维塞尔起身抬起臂弯,“让我们回到舞会中去怎么样?”
周戴上面具,挽住了他的手臂,面无表情地说:“迟早有一天,我会把你的手折成无数截。”
维塞尔笑得更开心了,“万分期待,小先生。”
“你说你看见了他们拥抱在一起。”
加斯顿已经完全褪去酒意,晃着空酒杯打量着眼前他派去监视周的下属。
“除此之外呢?”
下属低下头,不敢直视那双灰色的眼睛:“他们好像一起离开了花园。”
“我当然知道。”
雪茄的气息弥漫,加斯顿冷漠的声音像蟒蛇一样绕在人的脖颈上,“他们现在正在跳舞。”
包厢里的气氛压抑到极致,卡洛琳实在无法忍受弥漫的烟气,用手帕捂住脸咳嗽了几声。
“你可以离开了。”
监视者匆忙隐藏在黑暗里,企图离开这座庄园,但在踏出那扇废弃的小门时,一双有力的手抓住了他的脖子。
他没能发出半点声音,就被拖行进了更深的黑暗里。过了半刻钟,那名监视者像条死狗一样被扔在了草丛里。
审讯者朝角落里停着的黑色马车走去,它从马匹到车辙都是黑色,恰到好处的模糊在了黑夜里。

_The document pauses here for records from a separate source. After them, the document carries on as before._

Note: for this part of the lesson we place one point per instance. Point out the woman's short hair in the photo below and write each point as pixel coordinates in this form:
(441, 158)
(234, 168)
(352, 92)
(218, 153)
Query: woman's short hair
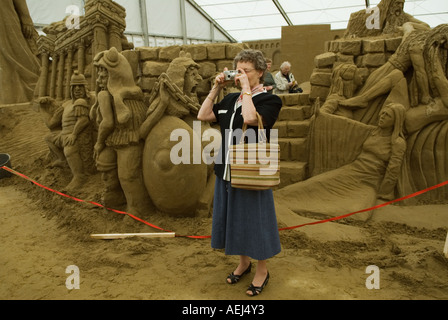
(254, 56)
(285, 64)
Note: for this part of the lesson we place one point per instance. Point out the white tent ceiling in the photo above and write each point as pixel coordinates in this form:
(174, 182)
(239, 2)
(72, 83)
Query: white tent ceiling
(194, 21)
(262, 19)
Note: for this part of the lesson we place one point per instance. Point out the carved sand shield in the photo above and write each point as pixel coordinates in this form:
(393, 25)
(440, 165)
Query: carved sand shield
(175, 187)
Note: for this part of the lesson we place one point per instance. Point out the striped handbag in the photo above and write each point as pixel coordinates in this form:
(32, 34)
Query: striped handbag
(255, 166)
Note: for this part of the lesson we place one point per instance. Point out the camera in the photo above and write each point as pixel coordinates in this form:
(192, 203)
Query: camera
(230, 75)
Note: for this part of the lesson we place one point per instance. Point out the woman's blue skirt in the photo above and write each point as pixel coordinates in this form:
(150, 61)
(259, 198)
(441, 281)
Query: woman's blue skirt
(244, 222)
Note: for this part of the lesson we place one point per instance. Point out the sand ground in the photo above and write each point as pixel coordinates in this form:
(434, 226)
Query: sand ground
(43, 233)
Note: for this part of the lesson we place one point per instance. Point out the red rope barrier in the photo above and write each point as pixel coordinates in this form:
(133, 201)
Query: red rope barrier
(208, 237)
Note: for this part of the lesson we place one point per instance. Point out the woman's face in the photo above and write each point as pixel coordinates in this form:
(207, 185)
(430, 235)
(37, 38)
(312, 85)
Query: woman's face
(286, 70)
(386, 118)
(252, 74)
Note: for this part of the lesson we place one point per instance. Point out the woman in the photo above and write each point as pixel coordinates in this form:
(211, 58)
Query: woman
(284, 80)
(244, 222)
(269, 82)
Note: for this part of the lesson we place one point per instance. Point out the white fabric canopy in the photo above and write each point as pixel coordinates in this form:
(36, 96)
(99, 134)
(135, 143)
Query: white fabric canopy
(230, 20)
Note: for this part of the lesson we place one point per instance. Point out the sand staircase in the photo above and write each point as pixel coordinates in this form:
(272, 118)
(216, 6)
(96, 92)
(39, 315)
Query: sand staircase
(293, 125)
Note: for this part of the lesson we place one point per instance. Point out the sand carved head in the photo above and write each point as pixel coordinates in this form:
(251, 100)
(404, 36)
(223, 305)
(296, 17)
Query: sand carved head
(184, 73)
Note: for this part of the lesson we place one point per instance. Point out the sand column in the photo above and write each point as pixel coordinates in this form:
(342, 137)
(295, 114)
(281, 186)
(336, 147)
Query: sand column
(44, 74)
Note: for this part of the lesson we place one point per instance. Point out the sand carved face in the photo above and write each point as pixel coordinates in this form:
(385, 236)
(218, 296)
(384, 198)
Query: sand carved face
(397, 8)
(103, 78)
(386, 119)
(79, 91)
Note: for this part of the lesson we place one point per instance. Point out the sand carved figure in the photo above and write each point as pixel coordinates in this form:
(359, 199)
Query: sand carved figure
(346, 79)
(19, 66)
(185, 188)
(390, 15)
(71, 136)
(426, 161)
(416, 77)
(373, 160)
(409, 56)
(118, 113)
(51, 113)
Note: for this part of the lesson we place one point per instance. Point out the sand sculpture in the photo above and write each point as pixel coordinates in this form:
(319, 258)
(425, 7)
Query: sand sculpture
(390, 18)
(19, 65)
(71, 135)
(353, 162)
(63, 50)
(391, 122)
(119, 112)
(184, 188)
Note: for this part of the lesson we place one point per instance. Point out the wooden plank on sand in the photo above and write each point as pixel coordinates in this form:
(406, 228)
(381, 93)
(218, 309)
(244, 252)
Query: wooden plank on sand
(115, 236)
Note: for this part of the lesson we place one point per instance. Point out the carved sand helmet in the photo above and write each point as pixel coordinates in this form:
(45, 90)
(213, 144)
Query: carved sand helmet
(342, 79)
(121, 84)
(178, 68)
(78, 79)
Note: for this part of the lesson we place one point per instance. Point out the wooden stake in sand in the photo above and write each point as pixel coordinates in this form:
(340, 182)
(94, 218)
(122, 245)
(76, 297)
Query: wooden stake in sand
(445, 250)
(115, 236)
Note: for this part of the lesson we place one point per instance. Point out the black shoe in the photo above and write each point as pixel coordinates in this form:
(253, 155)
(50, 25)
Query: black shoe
(257, 290)
(235, 278)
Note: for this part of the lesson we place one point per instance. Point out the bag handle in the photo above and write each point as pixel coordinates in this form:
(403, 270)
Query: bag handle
(262, 138)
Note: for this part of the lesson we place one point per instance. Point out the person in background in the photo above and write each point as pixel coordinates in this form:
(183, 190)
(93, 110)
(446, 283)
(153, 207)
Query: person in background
(285, 81)
(269, 82)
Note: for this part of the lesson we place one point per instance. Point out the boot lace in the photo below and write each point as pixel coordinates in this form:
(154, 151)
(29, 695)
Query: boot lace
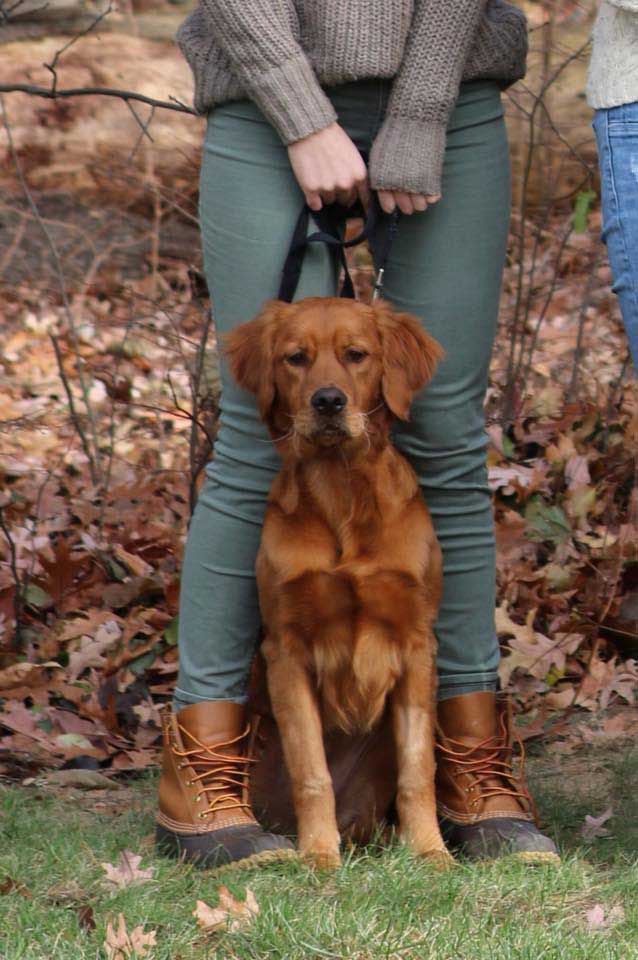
(491, 763)
(223, 778)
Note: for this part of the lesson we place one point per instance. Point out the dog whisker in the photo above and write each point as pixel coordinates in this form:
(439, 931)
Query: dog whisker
(286, 436)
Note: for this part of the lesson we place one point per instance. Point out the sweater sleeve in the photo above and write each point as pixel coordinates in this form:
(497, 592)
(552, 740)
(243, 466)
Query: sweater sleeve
(408, 151)
(258, 40)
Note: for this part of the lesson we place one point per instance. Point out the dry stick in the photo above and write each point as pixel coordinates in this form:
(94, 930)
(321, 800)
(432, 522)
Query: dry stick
(13, 246)
(578, 350)
(196, 380)
(157, 216)
(51, 67)
(17, 583)
(6, 14)
(521, 378)
(50, 93)
(92, 454)
(516, 351)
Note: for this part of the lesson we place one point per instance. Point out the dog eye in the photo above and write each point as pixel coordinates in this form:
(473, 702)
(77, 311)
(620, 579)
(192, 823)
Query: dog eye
(296, 359)
(355, 356)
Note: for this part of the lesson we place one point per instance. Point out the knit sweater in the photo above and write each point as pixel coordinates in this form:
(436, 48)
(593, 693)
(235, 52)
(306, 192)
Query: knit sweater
(280, 53)
(613, 68)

审讯者轻敲了两下车门后,得到里面的人首肯后开始汇报。
“这种冒犯恶心到了我。”
公爵看着桌上的那枚袖口,灰色眼睛中透着无情的不屑,“加斯顿还是太蠢了。”
他扔掉了那枚袖口,吩咐道:“走吧,尼克斯,舞会快结束了,我们应该去接那个孩子了。”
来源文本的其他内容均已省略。